Dear Mr. Chambers: Show Me the Money

 

This column was originally published on RealMoney on Nov. 10 at 3:32 p.m. EST. It's being republished as a bonus for TheStreet.com readers.

After my last piece on Cisco(CSCO), quite a few readers emailed me on the question of whether the company should offer a dividend.

After Wednesday night's snooze fest of an earnings report, it's time to seriously explore that issue, because we're obviously not seeing much growth.

For the October quarter, the eternally acquisitive networking-equipment giant grew revenue an underwhelming 9.7% year-over-year and operating earnings a respectable 15% to 25 cents a share.

However, net income grew by only 8%, implying that much of the EPS growth came from buybacks rather than actual operating strength.

It's clear from the chart below that Cisco's glory days are over, and even with an acquisition spree, revenue growth is unlikely to exceed the 10%-12% range going forward.

So if Cisco can't grow enough to please growth-starved investors who are finding greater potential upside in names like Google(GOOG) and Apple(AAPL), maybe it should pay a dividend.

In my opinion, free cash flow is a better metric than earnings when evaluating dividends. Over the past 12 months, the company has generated a whopping $5.8 billion in free cash flow (I included $838 million in net cash paid for acquisitions in this calculation). However, the company also bought back $10.7 billion in stock over the same time period.

So, in order for Cisco to sustain regular dividend payments, it would have to cut down on the buybacks and deals. I have zero faith that the company will cease making acquisitions; but a cut in buybacks is a possibility.
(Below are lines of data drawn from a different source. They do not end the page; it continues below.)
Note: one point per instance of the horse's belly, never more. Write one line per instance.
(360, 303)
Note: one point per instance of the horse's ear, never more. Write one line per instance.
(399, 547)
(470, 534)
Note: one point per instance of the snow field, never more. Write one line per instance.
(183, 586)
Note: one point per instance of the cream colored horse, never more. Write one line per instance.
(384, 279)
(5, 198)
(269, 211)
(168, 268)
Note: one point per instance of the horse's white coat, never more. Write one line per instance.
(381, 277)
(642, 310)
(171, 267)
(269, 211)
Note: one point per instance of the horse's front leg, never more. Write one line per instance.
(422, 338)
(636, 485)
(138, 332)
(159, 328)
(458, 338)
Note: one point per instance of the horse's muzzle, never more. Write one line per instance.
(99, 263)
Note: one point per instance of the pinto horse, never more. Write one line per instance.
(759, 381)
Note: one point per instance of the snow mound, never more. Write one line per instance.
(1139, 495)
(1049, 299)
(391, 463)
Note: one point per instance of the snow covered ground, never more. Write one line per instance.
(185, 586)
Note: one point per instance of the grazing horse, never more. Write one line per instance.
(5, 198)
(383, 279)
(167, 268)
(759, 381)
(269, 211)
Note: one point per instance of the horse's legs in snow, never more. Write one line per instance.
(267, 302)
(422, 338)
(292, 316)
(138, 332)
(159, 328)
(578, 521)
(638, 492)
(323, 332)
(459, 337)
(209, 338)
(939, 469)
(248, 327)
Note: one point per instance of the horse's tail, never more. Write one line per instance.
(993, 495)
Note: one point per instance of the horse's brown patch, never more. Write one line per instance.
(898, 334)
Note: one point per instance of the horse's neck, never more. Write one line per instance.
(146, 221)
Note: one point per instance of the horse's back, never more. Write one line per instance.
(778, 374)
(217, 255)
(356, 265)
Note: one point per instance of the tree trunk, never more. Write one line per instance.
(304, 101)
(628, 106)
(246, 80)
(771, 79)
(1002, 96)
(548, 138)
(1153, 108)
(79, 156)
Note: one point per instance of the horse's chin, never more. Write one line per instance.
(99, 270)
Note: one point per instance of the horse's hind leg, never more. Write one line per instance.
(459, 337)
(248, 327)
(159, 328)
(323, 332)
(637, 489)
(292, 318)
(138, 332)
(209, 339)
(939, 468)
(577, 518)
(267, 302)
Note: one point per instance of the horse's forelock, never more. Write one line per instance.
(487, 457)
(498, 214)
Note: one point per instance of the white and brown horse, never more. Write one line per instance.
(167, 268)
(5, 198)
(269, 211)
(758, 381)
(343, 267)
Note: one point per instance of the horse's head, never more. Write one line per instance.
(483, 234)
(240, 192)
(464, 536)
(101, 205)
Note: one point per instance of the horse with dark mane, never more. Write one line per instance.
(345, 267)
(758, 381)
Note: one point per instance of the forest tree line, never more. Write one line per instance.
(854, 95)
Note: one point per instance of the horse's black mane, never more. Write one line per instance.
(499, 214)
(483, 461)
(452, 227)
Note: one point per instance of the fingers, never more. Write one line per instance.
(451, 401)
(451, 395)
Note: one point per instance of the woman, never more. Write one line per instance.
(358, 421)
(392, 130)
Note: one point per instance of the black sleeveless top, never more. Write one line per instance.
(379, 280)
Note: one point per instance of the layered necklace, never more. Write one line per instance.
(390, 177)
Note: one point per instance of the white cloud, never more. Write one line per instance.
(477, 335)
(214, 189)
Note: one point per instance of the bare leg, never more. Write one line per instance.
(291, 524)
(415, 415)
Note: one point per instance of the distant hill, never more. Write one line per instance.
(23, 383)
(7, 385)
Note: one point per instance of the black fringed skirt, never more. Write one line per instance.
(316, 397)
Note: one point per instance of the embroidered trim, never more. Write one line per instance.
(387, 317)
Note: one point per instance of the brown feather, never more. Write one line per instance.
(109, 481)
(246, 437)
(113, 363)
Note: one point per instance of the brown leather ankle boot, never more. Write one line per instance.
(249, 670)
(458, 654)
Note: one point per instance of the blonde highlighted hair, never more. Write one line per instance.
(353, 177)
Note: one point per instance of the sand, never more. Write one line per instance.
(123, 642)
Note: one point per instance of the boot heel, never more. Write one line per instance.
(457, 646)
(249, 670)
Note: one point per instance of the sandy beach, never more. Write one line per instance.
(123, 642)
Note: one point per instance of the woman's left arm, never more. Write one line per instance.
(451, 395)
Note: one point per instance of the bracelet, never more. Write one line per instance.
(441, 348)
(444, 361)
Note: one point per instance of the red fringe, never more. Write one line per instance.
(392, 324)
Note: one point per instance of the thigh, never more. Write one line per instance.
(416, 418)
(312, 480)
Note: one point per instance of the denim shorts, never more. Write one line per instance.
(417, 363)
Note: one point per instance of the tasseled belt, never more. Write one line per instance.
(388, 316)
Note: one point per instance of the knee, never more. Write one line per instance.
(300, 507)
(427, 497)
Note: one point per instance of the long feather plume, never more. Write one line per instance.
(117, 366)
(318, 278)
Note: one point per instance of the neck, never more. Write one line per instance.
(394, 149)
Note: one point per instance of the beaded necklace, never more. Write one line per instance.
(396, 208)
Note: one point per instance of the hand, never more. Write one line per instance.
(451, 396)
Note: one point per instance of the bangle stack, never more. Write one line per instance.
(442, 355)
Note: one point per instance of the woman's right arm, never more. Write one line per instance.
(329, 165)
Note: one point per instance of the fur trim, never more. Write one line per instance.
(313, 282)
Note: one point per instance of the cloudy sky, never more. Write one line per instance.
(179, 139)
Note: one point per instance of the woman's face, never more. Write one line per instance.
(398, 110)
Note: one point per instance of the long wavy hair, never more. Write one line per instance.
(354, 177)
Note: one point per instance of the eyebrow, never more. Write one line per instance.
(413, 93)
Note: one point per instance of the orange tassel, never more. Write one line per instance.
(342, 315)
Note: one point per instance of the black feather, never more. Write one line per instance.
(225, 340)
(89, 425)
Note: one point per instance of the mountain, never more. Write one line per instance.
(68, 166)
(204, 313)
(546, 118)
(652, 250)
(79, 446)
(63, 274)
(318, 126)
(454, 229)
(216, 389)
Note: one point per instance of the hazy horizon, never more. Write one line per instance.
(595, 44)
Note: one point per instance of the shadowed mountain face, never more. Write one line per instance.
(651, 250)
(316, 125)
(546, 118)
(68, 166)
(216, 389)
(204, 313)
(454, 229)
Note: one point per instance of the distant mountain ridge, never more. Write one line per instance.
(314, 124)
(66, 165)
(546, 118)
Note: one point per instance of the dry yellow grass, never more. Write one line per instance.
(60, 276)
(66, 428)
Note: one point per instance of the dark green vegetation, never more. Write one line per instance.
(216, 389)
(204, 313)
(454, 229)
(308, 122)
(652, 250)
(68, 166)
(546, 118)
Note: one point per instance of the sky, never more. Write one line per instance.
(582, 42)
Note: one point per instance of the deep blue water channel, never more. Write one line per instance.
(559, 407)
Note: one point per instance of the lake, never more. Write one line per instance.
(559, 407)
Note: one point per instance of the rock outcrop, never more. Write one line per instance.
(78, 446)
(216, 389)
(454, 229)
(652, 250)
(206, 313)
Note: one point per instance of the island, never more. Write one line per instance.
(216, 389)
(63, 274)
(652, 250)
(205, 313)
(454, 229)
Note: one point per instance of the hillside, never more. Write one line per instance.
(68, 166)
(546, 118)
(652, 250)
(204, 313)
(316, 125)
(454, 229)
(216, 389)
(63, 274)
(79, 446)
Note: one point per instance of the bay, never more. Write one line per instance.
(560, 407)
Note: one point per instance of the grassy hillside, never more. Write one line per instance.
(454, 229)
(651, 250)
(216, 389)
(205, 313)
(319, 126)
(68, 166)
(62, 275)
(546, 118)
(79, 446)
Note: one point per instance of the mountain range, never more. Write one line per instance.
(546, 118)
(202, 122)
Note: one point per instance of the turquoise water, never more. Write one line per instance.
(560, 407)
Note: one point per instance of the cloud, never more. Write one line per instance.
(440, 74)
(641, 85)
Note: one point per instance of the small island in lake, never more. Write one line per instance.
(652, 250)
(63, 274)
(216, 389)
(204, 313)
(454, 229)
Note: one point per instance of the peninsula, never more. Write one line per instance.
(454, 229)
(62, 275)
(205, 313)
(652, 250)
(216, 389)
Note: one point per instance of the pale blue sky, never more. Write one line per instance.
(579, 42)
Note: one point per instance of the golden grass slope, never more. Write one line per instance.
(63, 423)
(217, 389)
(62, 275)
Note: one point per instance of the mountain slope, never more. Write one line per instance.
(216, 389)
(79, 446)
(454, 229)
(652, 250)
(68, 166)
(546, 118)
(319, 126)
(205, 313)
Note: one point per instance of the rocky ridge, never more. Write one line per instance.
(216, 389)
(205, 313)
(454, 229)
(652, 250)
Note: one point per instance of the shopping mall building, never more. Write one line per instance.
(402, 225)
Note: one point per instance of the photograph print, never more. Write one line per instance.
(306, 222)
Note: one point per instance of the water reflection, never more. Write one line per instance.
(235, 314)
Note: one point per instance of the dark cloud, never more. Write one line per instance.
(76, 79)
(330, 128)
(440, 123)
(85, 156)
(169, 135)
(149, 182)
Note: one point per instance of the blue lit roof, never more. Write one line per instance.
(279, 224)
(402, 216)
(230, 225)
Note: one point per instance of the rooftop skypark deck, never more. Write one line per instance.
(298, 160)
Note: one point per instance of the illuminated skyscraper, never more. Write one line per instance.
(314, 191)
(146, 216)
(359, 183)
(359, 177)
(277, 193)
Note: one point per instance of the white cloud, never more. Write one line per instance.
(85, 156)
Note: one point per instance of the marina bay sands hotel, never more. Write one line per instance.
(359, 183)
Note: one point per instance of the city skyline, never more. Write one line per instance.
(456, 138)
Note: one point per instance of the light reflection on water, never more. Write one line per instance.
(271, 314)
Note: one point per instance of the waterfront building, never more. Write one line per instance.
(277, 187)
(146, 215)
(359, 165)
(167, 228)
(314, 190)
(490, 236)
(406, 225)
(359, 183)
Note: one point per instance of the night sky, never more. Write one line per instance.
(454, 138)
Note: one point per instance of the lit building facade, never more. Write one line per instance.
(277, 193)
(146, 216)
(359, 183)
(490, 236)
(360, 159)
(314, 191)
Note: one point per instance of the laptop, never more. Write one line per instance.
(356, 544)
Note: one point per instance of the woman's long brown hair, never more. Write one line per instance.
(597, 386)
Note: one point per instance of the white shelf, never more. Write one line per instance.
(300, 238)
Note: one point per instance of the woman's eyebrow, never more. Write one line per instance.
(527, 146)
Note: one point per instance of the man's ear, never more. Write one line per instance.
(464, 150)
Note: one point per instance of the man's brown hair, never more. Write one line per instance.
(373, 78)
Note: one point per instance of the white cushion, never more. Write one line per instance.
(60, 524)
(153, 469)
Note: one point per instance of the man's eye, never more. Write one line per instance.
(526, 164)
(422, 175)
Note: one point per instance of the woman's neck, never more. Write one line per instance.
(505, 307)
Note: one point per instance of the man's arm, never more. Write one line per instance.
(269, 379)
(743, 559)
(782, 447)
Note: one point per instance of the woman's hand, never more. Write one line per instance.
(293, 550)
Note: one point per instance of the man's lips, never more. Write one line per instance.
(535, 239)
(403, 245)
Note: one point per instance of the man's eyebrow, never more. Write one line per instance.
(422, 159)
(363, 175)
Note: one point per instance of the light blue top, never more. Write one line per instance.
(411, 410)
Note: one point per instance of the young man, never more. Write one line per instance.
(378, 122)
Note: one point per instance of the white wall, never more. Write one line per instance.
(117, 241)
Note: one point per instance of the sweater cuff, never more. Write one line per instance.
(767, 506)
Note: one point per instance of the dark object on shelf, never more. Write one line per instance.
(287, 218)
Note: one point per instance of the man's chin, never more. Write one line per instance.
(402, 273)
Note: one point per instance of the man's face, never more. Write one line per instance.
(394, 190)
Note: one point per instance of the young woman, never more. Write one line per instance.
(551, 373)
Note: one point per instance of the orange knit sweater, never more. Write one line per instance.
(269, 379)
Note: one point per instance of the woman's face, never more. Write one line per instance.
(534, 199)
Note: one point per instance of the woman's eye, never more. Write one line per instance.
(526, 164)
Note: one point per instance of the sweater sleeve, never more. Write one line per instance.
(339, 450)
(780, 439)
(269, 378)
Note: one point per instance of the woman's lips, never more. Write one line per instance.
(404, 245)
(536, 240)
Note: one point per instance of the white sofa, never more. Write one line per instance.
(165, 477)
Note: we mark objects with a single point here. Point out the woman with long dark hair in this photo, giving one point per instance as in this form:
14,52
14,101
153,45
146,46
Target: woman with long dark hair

The buyback issue is key. Most companies' share buybacks only serve to offset dilution from employee stock options. Does anyone really think that the buyback announcement from Whole Foods(WFMI) Wednesday night counts for anything?

Cisco Quarterly Revenue
Source: Capital IQ

But Cisco is the rare company that actually reduces its share count through buybacks, which is a key factor in the company's EPS growth (which hasn't been so hot). If Cisco were to cut options issuance, it would be bad for recruiting new talent, and EPS growth would slow due to a steady or slowly rising share count.